Micheline, Lachance’s wife of 43 years, was never big on harness racing, but steadfastly supported her husband through out his busy career, and is shown here with him and Pat at the 2006 Lexington Selected Yearling Sale. Photo: Mark Hall

Lachance watches every race in which Pat or Martin have a horse competing, be it live on his computer or the following morning when he awakens. He has yet to go to a track since retiring and still has not seen the new Meadowlands grandstand. But he’s not forgotten.

“I can’t go to the track and not have a person ask me ‘How’s your dad?’” Pat said. “No question, there’s still a lot of respect there.”

But Lachance doesn’t want to be fussed over. He wants to enjoy his wife, as the two go out for breakfast and dinner together, putter around the house, play with the grandchildren and just enjoy each other’s company. Mike doesn’t have hobbies, per se, but is constantly active.

“I love to take care of my house,” he said. “I’m a handyman–you better believe it. I love to take care of the gardening with my wife. I mow my lawn. I have a nice sitting mower. I get up, come here all morning, get lunch, go back home, do this, do that. Go to the bank, ba beep, ba boop. And at 5 o’clock I watch the news and will watch it up to 9 if I can. I have to accomplish something every day. It’s a sickness with me. For me to lie around and do nothing, it’s a bad day.”

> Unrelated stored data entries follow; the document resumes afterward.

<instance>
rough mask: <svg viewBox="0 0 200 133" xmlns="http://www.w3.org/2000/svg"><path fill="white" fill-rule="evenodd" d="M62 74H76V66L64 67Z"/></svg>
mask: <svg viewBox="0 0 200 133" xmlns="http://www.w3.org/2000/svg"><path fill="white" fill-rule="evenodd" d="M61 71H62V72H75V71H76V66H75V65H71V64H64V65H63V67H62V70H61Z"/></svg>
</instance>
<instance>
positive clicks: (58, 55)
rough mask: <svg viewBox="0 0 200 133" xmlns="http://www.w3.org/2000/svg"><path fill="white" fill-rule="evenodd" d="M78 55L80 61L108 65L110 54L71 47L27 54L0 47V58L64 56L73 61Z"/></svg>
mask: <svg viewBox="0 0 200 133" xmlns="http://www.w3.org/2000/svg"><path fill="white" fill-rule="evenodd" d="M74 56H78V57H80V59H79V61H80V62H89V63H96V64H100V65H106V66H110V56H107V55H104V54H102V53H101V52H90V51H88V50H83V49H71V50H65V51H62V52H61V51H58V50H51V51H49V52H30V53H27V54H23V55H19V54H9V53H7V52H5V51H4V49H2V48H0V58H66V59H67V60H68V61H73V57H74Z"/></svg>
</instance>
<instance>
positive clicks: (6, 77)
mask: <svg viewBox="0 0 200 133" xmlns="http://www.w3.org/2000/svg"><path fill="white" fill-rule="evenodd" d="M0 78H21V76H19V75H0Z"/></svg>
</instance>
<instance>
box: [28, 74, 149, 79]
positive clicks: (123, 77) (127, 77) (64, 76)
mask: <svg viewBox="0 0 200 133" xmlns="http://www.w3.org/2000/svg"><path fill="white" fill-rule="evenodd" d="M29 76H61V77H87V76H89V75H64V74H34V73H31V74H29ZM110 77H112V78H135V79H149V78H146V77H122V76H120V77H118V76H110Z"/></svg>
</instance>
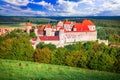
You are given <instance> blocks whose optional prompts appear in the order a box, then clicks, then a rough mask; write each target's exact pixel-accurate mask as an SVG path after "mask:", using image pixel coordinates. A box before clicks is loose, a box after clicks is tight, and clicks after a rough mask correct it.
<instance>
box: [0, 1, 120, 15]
mask: <svg viewBox="0 0 120 80" xmlns="http://www.w3.org/2000/svg"><path fill="white" fill-rule="evenodd" d="M0 15H4V16H120V0H0Z"/></svg>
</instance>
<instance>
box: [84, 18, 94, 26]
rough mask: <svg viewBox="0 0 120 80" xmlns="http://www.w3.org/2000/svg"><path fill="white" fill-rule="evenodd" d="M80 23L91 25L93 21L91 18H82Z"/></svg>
mask: <svg viewBox="0 0 120 80" xmlns="http://www.w3.org/2000/svg"><path fill="white" fill-rule="evenodd" d="M82 24H84V25H93V26H94V24H93V22H92V21H91V20H87V19H86V20H83V22H82Z"/></svg>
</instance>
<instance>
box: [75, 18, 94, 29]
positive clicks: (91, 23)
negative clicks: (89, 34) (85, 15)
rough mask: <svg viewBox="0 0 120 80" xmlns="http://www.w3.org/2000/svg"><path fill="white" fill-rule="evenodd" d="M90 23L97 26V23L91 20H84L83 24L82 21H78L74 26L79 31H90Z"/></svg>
mask: <svg viewBox="0 0 120 80" xmlns="http://www.w3.org/2000/svg"><path fill="white" fill-rule="evenodd" d="M88 25H92V26H95V25H94V24H93V23H92V21H90V20H84V21H83V22H82V24H81V23H76V24H75V25H74V28H76V29H77V31H90V30H89V28H88Z"/></svg>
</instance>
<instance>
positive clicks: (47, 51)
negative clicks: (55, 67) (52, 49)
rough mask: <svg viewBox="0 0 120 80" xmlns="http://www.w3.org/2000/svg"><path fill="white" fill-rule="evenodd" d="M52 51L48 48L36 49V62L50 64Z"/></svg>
mask: <svg viewBox="0 0 120 80" xmlns="http://www.w3.org/2000/svg"><path fill="white" fill-rule="evenodd" d="M50 55H51V51H50V50H49V49H48V48H42V49H36V51H35V53H34V61H35V62H39V63H50V59H51V58H50Z"/></svg>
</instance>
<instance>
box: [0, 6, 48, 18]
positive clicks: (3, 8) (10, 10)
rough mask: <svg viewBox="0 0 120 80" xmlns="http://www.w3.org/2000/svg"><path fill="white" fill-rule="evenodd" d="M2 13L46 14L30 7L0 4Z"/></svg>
mask: <svg viewBox="0 0 120 80" xmlns="http://www.w3.org/2000/svg"><path fill="white" fill-rule="evenodd" d="M0 9H1V10H0V14H1V15H7V16H35V15H36V16H45V15H46V13H45V12H42V11H33V10H31V9H30V8H27V9H25V10H23V9H21V8H19V7H18V6H13V5H10V4H7V5H2V6H0Z"/></svg>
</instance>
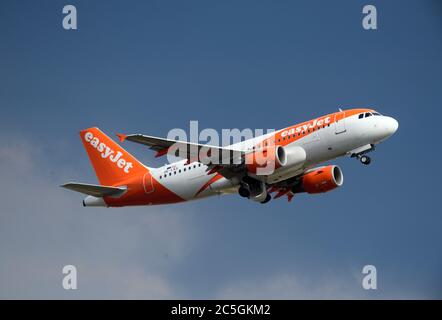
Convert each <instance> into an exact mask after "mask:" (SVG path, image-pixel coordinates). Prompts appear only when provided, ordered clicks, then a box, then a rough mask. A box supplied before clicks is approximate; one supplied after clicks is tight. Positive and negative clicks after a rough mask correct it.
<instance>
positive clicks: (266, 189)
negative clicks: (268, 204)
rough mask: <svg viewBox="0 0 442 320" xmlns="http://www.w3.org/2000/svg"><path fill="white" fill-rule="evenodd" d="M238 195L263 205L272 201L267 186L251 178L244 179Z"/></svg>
mask: <svg viewBox="0 0 442 320" xmlns="http://www.w3.org/2000/svg"><path fill="white" fill-rule="evenodd" d="M238 193H239V195H240V196H241V197H244V198H248V199H250V200H253V201H256V202H261V203H266V202H268V201H270V199H271V197H270V195H269V194H268V193H267V188H266V184H265V183H264V182H263V181H259V180H256V179H254V178H252V177H249V176H245V177H244V178H243V179H242V181H241V183H240V186H239V189H238Z"/></svg>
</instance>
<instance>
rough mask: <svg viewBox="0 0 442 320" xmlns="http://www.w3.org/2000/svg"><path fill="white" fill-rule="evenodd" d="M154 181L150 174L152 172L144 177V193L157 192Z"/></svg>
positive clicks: (147, 173) (143, 179) (145, 174)
mask: <svg viewBox="0 0 442 320" xmlns="http://www.w3.org/2000/svg"><path fill="white" fill-rule="evenodd" d="M152 179H153V178H152V175H151V174H150V172H148V173H146V174H145V175H144V177H143V186H144V192H146V193H152V192H154V191H155V188H154V186H153V181H152Z"/></svg>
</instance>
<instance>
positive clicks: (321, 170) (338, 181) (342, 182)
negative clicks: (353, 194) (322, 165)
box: [292, 165, 344, 194]
mask: <svg viewBox="0 0 442 320" xmlns="http://www.w3.org/2000/svg"><path fill="white" fill-rule="evenodd" d="M343 183H344V175H343V173H342V170H341V169H340V168H339V167H338V166H335V165H330V166H326V167H320V168H316V169H314V170H313V171H310V172H307V173H306V174H304V175H303V176H302V177H301V179H300V181H299V183H298V184H296V185H295V186H294V187H293V188H292V192H293V193H299V192H307V193H313V194H314V193H323V192H328V191H330V190H333V189H335V188H337V187H340V186H342V184H343Z"/></svg>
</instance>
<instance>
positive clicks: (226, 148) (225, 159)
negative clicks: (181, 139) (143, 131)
mask: <svg viewBox="0 0 442 320" xmlns="http://www.w3.org/2000/svg"><path fill="white" fill-rule="evenodd" d="M117 136H118V137H119V138H120V142H123V141H125V140H127V141H132V142H136V143H140V144H143V145H146V146H148V147H149V148H150V149H152V150H154V151H156V155H155V157H161V156H164V155H166V154H173V155H174V156H177V157H181V158H184V159H187V160H188V162H189V163H190V162H195V161H199V162H205V163H207V164H209V170H208V171H209V172H208V174H210V173H214V172H219V173H220V174H222V175H223V176H225V177H226V178H229V177H231V176H233V175H235V174H234V171H235V169H237V168H238V166H239V165H241V164H242V163H243V161H242V160H243V156H244V155H245V153H246V152H245V151H240V150H234V149H229V148H225V147H218V146H212V145H207V144H199V143H192V142H187V141H179V140H171V139H164V138H159V137H153V136H147V135H143V134H131V135H124V134H117ZM204 160H206V161H204Z"/></svg>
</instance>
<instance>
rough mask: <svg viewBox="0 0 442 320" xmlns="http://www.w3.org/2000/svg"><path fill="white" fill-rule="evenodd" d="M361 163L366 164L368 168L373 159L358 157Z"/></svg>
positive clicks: (365, 156) (370, 158) (364, 156)
mask: <svg viewBox="0 0 442 320" xmlns="http://www.w3.org/2000/svg"><path fill="white" fill-rule="evenodd" d="M358 158H359V161H361V163H362V164H365V165H366V166H368V165H369V164H370V162H371V158H370V157H369V156H364V155H362V156H358Z"/></svg>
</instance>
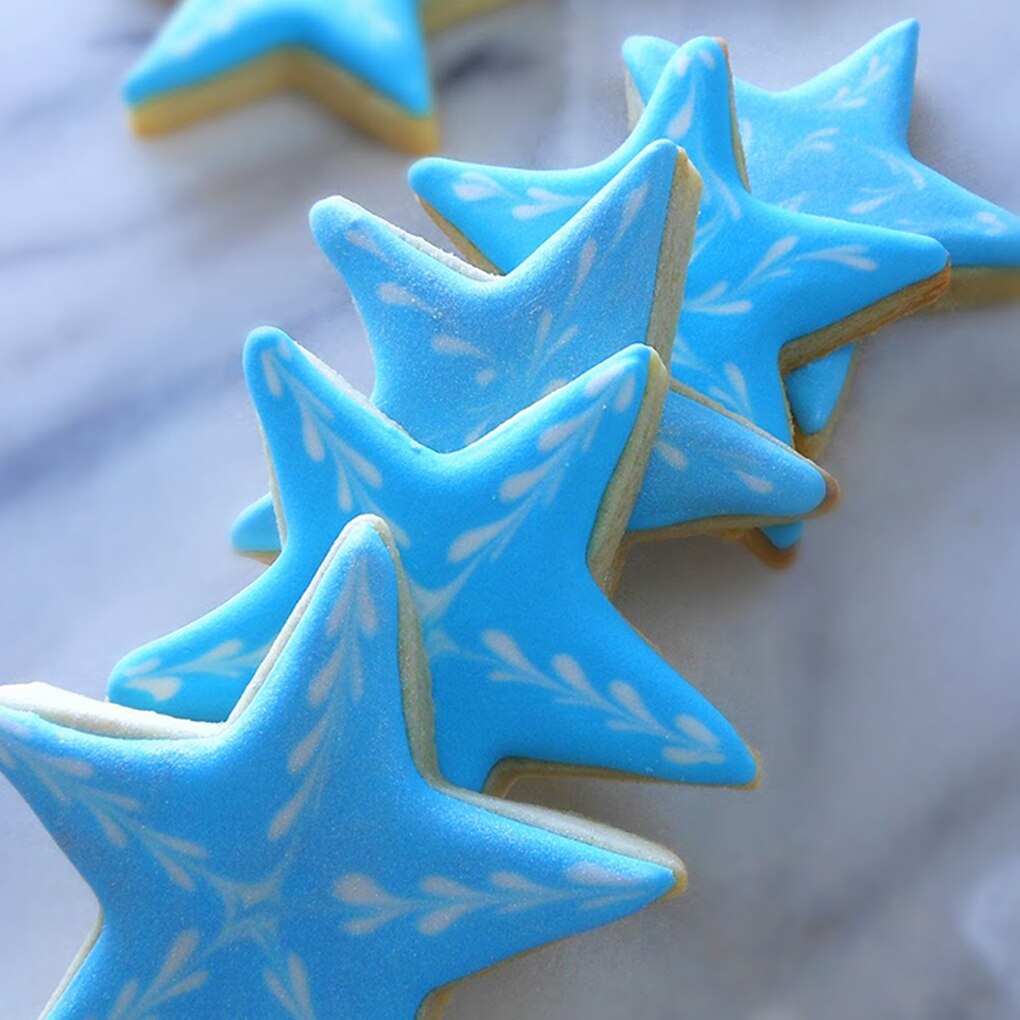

He noted that after not drinking a dozen beers the first 50 years of his life, he will now enjoy a cold ale or glass of wine on occasion, but never more than one.

“The guy has the best work ethic and the most unbelievable self-control of any person I’ve ever met,” Gurfein said. “He changed my life. He got me to exercise, sleep right, eat the right foods. Everything to keep your mind alert.”

Lachance now spends his mornings helping Pat work with their horses at Magical Acres Training Center in Chesterfield, N.J. Photo: Mark Hall

Interestingly, with all the great moments Gurfein and Lachance had on the track, the trainer counts his best memories with Mike occurring in the car.

“Every year we would drive out west to Springfield and the Red Mile, and I’d take my whole barn with me, including Mike,” Gurfein said. “We’d go on these trips to Toronto and listening to him for four hours in the car made the drive seem like 25 minutes. The stories from childhood, the way he grew up in Quebec. It would make a fascinating novel. I’d write it if I thought there was any money in it.”

Asked if he prided himself on spinning a yarn, Lachance laughed and said his stories are just facts that bear repeating.

“I’m not a storyteller,” he said. “I don’t exaggerate when I tell things. There’s just a lot of things that have happened to me in my life. I was just very lucky.”